Esse texto traz uma introdução ao tema de Ocultações Estelares, um fenômeno e ferramenta científica fascinante. Cobriremos todos os pontos básicos: o Sistema Solar, o que são objetos Transnetunianos, o que são ocultações estelares e, por fim, o que as observações já nos ajudaram a descobrir.
Vamos embarcar nessa aventura?
O Sistema Solar
Acredito que todos já conhecemos os 8 planetas que compõem o Sistema Solar: Mercúrio, Vênus, Terra, Marte, Júpiter, Saturno, Urano e Netuno (também conhecemos Plutão, que não é mais planeta oficialmente — mas ainda é em nossos corações). Claro, temos também a nossa estrela (literalmente): o Sol.
Mas não termina por aí, há muitos outros objetos espaciais que orbitam em torno do Sol — asteroides, cometas, luas e planetas-anões também compõem o que chamamos de Sistema Solar.
Astrônomos geralmente dividem o Sistema Solar em duas categorias (na verdade, são mais do que duas, mas logo trataremos disso), Os Planetas internos e externos. A divisão se encontra, tipicamente, no Cinturão de Asteroides — que se encontra entre Marte e Júpiter.
Os planetas internos são os rochosos, aqueles mais próximos do Sol, também são conhecidos como os planetas terrestres. Nesse grupo se encontram: Mercúrio, Vênus, Terra e Marte.
Já os planetas externos são os gasosos — são bem maiores do que os rochosos, possuem anéis e, tipicamente, são orbitados por várias luas. Nesse grupo encontramos: Júpiter, Saturno, Urano e Netuno.
Objetos Transnetunianos
Porém, como já dito, as divisões não acabam por aí: sabemos que o Sistema Solar não termina em Netuno (olá de novo, Plutão!). A categoria de objetos encontrados depois do nosso planeta mais distante recebe o nome de Transnetunianos (TNOs). Todos os objetos encontrados entre uma distância média maior do que a de Netuno em relação ao Sol (30.1 Unidades Astronômicas) e o ponto onde acaba o Sistema Solar se encaixam nessa categoria.
Definir exatamente onde o Sistema Solar acaba não é tarefa fácil e com certeza não é consenso na comunidade científica, então não será discutido nesse texto (quem sabe no futuro?). Para fins de simplificação, podemos dizer que os Transnetunianos são todos os objetos encontrados no intervalo de (logo após) Netuno até muito longe.
Há uma subdivisão dos corpos transnetunianos: os que se encontram no Cinturão de Kuiper (KBOs — Kuiper Belt Objects) e os mais distantes, que se encontram no Disco Disperso (SDOs — Scattered Disk Objects).

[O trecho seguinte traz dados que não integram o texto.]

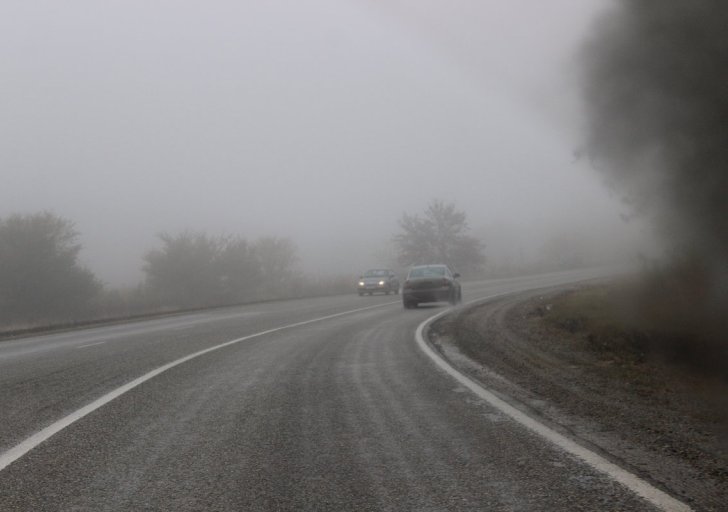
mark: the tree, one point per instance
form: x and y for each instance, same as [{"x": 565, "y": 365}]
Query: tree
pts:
[
  {"x": 276, "y": 257},
  {"x": 196, "y": 269},
  {"x": 439, "y": 237},
  {"x": 40, "y": 277}
]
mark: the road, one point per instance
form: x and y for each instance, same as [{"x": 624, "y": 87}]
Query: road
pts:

Esses objetos são de extrema importância, muitos cientistas acreditam que eles desempenharam um papel significante na formação do Sistema Solar, enquanto outros acreditam que o comportamento desses Objetos Transnetunianos pode indicar até mesmo a existência de novos planetas, escondidos nas sombras.
Aí entramos nas dificuldades que envolvem os Transnetunianos: eles são extremamente difíceis de detectar. Até hoje, detectamos cerca de 2.000 objetos, mas tudo indica que são centenas de milhares, possivelmente milhões!
Mais difícil do que detectar um Transnetuniano é observar e extrair informações dele (como tamanho, albedo, massa, relevo, etc.). Eles se encontram a uma distância em que a luz solar mal chega, tornando-os praticamente ocultos para nós. Por muito tempo, apenas tínhamos conhecimento dos maiores (luas e planetas anões), poucos métodos de observação se aplicavam a esses corpos “invisíveis”, e é aí que entram as Ocultações Estelares.
Ocultações Estelares
Uma ocultação estelar ocorre quando a luz de uma estrela se encontra bloqueada por um objeto (como um planeta, lua, anel, asteroide ou cometa) em relação a um observador.
O principal motivo para a observação a partir de ocultações estelares é a capacidade de examinar sistemas de anéis, atmosferas e outros detalhes de corpos do sistema solar externo com precisão espacial melhor em alguns quilómetros de magnitude, em comparação com qualquer outro método de observação baseado na Terra.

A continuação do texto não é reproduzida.